On an unusually warm day this February, I was walking around Harvard Square, enjoying the vibrant energy of shoppers, and the beautiful weather. I stopped to watch a pantomime artist who was pretending that he was scaling the wall of a store on an imaginary ladder. He pulled the “ladder” off the roof off the back of a truck parked nearby, leaned it against the building, and proceeded to “climb.” It was a wonderful skit, very funny. He truly made it seem like the non-existent ladder was alternately sliding to the right and the left while he desperately clung on for dear life as he tried to keep his balance.
A young boy, probably five years of age or so, held his mother’s hand and looked on at the show, totally engrossed in the drama. After a few minutes of observing, he looked up at his mother and said, “If that man really wanted to climb up that building, mom, he needs a real ladder. It would be dumb if he thought he could get to the roof with a fake one.”

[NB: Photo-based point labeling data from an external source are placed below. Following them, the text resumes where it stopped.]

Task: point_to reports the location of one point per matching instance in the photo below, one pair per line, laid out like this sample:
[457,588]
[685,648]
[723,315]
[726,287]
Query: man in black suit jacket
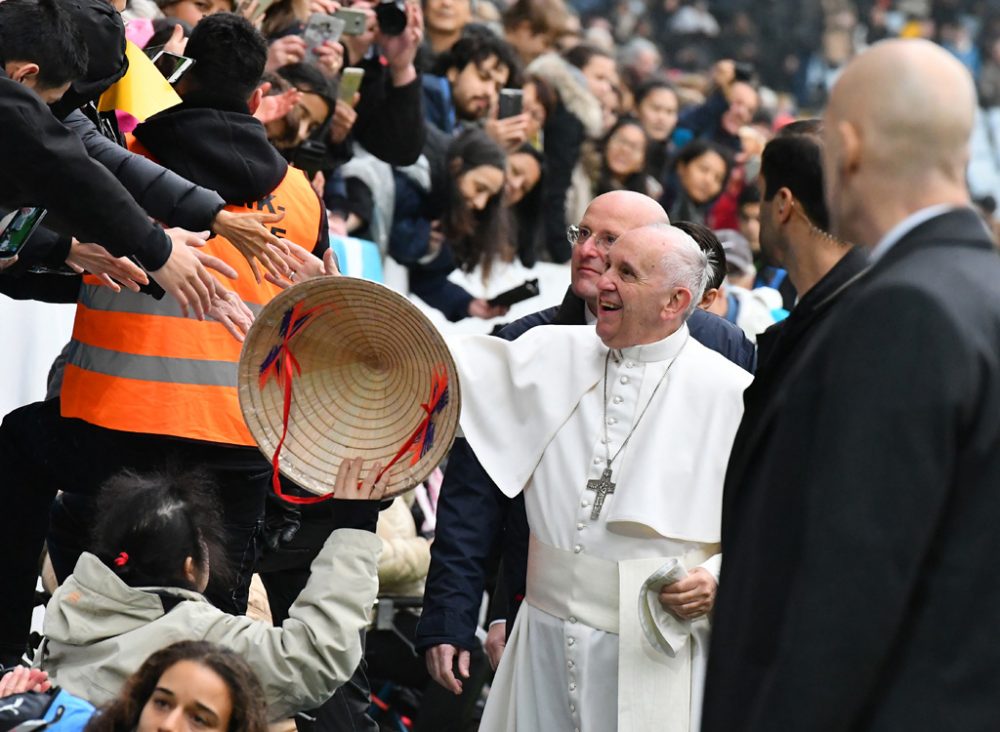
[865,548]
[794,236]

Wow, life had sent me an ordinary guru with perfect timing. Foolishly, at the time, I was doing this very thing. I was using an imaginary ladder to try to climb up and over an obstacle, a personal family issue with my sister. I had lots of talks with her about how her actions had upset me. But all of them were in my head. Self talk. What a burst of insight from the young child! If I was going to resolve the issue, I was going to have to stop using an imaginary phone to engage in pretend conversations. It was time to dial her number and talk the matter through — for real.
Thank you, young guru, for pointing out that it’s stupid of me to think I can climb to where I want to be by simply imagining what I have to do, but not acting on it. A real ladder is the only way to get to the top.